PRIME: Scaffolding Manipulation Tasks with Behavior Primitives for Data-Efficient Imitation Learning
Tian Gao, Soroush Nasiriany, Huihan Liu, Quantao Yang, Yuke Zhu
TL;DR
PRIME tackles the data inefficiency of imitation learning for long-horizon manipulation by scaffolding tasks with a fixed set of behavior primitives and learning a high-level primitive-sequencing policy. A self-supervised data collection regime trains an inverse dynamics model (IDM) to map state pairs to primitives, while a trajectory parser using dynamic programming converts demonstrations into primitive sequences without segmentation labels. The policy is learned through imitation on parsed sequences, aided by suffix-based data augmentation and pretraining on IDM data. In simulation and on real robots, PRIME achieves substantial performance gains over state-of-the-art baselines and demonstrates strong generalization and recovery capabilities, though real-world sim2real gaps remain a challenge. Overall, PRIME provides a practical, data-efficient framework for scalable, primitive-based imitation in tabletop manipulation, with promising directions for expanding its primitive library and applying curriculum learning.
Abstract
Imitation learning has shown great potential for enabling robots to acquire complex manipulation behaviors.

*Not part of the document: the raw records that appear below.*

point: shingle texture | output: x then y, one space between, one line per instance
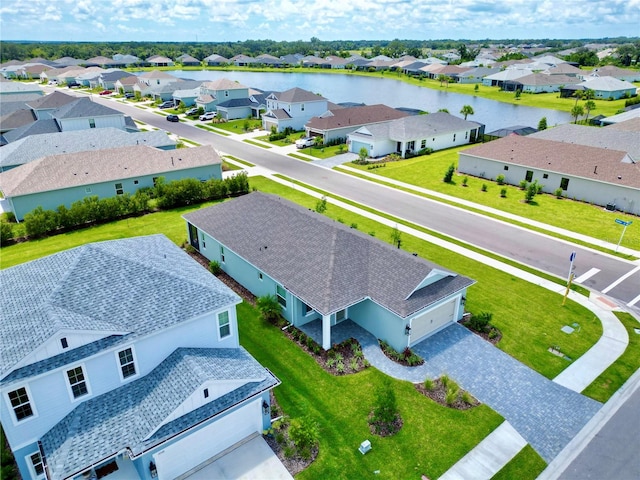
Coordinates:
37 146
78 288
123 418
322 262
97 166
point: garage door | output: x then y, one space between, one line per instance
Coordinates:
431 321
207 442
356 146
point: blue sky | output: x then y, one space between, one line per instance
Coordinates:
237 20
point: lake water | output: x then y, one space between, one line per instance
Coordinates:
339 88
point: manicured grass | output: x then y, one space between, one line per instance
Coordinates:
432 439
614 377
526 465
529 316
427 172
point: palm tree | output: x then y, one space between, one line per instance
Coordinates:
576 112
588 106
467 110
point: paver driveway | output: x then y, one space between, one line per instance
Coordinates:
546 414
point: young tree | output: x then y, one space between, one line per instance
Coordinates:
467 110
542 124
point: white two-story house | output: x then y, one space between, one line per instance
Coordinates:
292 108
121 360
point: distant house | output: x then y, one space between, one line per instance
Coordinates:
121 359
337 123
289 251
412 134
34 147
63 179
188 61
601 176
160 61
219 91
292 108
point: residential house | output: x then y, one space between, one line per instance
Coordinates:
602 176
336 124
219 91
122 358
412 134
63 179
323 272
159 61
292 108
215 60
188 61
609 88
33 147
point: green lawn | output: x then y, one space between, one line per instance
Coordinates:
529 316
432 439
614 377
427 172
526 465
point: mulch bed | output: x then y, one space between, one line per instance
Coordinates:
439 395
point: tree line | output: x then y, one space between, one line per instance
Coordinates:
628 52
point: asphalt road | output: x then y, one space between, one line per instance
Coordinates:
524 246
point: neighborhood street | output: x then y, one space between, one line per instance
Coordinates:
617 278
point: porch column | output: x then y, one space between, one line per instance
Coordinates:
326 332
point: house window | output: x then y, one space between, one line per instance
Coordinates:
281 295
36 463
224 326
127 363
20 403
77 382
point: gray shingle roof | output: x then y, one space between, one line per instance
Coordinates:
322 262
97 166
83 107
37 146
122 418
76 288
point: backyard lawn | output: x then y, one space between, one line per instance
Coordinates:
427 172
432 439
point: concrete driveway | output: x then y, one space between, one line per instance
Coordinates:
251 460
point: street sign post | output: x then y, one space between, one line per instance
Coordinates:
624 229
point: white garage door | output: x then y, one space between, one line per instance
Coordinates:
431 321
203 444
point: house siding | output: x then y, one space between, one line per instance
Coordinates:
626 199
51 200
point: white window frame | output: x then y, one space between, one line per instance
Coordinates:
220 326
134 361
86 382
32 468
14 418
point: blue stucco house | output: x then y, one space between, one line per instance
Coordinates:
322 271
123 356
57 180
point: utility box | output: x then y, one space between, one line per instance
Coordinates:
365 447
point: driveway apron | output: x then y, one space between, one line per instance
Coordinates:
546 414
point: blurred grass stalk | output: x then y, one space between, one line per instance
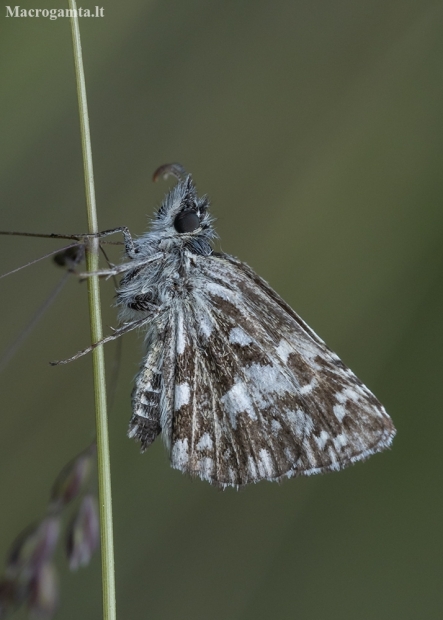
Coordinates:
104 465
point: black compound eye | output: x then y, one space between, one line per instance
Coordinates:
187 221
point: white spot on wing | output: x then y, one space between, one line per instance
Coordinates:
237 400
238 336
301 422
306 389
321 441
265 465
205 442
339 412
181 336
275 426
179 454
340 441
284 350
182 395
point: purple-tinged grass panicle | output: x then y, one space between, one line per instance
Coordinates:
73 478
44 593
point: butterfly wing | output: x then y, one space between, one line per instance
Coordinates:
257 394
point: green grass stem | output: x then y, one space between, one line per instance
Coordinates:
92 255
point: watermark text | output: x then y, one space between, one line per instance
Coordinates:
17 11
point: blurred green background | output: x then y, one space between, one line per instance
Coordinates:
316 128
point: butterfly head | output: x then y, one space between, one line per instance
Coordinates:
183 220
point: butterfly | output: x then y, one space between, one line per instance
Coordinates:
237 384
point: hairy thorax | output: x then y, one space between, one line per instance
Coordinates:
157 287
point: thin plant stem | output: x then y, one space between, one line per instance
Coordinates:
92 255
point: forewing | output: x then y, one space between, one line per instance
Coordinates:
257 393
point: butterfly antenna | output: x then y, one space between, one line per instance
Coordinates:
175 170
116 364
68 257
127 327
37 260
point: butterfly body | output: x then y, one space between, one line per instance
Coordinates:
240 388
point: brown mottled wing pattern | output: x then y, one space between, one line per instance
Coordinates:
257 395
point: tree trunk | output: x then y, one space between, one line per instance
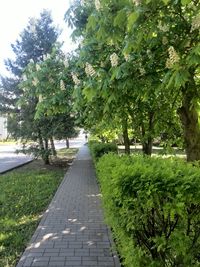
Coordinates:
67 142
41 144
125 137
46 152
148 143
189 118
53 149
147 147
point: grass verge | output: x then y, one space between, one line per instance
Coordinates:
25 194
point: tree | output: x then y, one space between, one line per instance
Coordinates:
160 39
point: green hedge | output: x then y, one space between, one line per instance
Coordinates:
153 207
99 149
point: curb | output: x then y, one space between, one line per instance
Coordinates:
16 167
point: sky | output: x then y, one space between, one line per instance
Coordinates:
14 17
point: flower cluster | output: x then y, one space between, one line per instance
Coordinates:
45 57
51 80
40 98
62 85
114 60
89 70
66 63
102 64
38 67
75 78
136 2
142 71
173 57
127 57
97 5
163 28
35 82
24 77
164 40
195 23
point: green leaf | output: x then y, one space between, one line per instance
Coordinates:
166 2
185 2
89 93
91 22
132 19
120 18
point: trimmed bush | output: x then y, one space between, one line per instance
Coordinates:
153 207
99 149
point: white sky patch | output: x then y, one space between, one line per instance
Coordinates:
14 17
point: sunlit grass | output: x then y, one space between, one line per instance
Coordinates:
24 195
67 152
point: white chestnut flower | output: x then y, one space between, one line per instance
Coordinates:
38 67
142 71
136 2
40 98
127 57
66 63
89 70
24 77
195 23
163 27
114 60
75 78
62 85
35 82
173 57
97 5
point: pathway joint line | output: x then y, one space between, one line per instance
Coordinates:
72 231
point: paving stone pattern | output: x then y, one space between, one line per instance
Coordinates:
72 231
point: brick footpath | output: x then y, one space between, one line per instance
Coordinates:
72 231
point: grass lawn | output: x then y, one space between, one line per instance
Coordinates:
24 194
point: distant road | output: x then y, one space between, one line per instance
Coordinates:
9 159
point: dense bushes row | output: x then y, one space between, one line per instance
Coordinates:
99 149
153 207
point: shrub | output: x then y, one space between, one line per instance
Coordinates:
153 206
99 149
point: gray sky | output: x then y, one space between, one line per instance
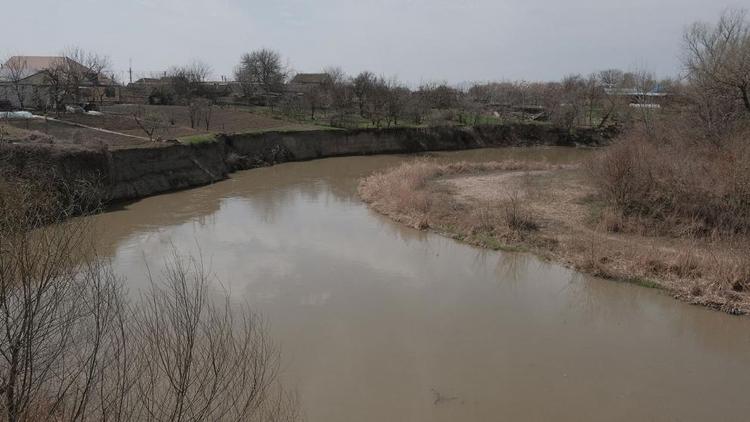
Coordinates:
416 40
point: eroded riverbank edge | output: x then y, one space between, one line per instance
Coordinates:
552 212
133 173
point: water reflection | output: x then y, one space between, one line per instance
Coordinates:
378 321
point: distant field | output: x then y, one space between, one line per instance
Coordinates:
223 120
119 119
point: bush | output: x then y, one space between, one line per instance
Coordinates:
678 182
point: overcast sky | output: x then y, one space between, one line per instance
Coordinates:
416 40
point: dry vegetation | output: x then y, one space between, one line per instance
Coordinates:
555 211
668 205
73 347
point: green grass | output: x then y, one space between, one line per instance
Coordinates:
644 282
198 139
289 129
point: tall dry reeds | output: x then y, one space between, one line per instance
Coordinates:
678 185
74 348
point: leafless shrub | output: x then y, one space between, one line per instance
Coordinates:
153 124
679 184
517 216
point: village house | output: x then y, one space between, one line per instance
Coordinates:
305 82
47 82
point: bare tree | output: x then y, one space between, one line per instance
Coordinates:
73 349
153 124
717 57
73 72
187 82
363 85
14 72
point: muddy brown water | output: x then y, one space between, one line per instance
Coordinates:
379 322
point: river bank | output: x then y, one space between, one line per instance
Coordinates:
553 211
132 173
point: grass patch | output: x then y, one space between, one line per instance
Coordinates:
198 139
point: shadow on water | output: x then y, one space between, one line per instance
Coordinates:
378 321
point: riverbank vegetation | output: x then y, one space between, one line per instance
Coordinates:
75 346
667 205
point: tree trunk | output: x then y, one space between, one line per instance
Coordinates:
745 97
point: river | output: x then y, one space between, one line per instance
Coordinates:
379 322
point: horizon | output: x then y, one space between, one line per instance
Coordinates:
531 41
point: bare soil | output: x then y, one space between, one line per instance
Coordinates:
41 131
116 128
554 212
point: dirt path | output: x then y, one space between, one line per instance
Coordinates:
554 213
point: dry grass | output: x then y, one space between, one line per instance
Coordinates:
554 212
676 185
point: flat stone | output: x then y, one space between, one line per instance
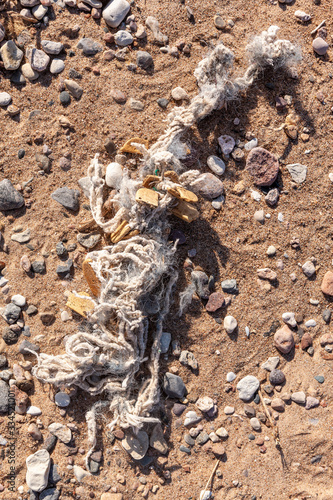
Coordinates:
320 46
215 301
52 48
68 198
144 60
326 285
216 165
89 47
63 433
230 324
57 66
11 55
226 143
115 12
284 339
37 59
263 166
38 468
247 387
136 444
10 198
74 88
89 240
298 397
173 386
298 172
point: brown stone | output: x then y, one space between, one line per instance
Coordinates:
284 339
306 341
327 283
263 166
215 301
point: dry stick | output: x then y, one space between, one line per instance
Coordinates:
274 427
211 476
319 26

However, these algorithms suffer from high sample complexity in long-horizon tasks, where compounding errors accumulate over the task horizons. We present PRIME (PRimitive-based IMitation with data Efficiency), a behavior primitive-based framework designed for improving the data efficiency of imitation learning. PRIME scaffolds robot tasks by decomposing task demonstrations into primitive sequences, followed by learning a high-level control policy to sequence primitives through imitation learning. Our experiments demonstrate that PRIME achieves a significant performance improvement in multi-stage manipulation tasks, with 10-34% higher success rates in simulation over state-of-the-art baselines and 20-48% on physical hardware.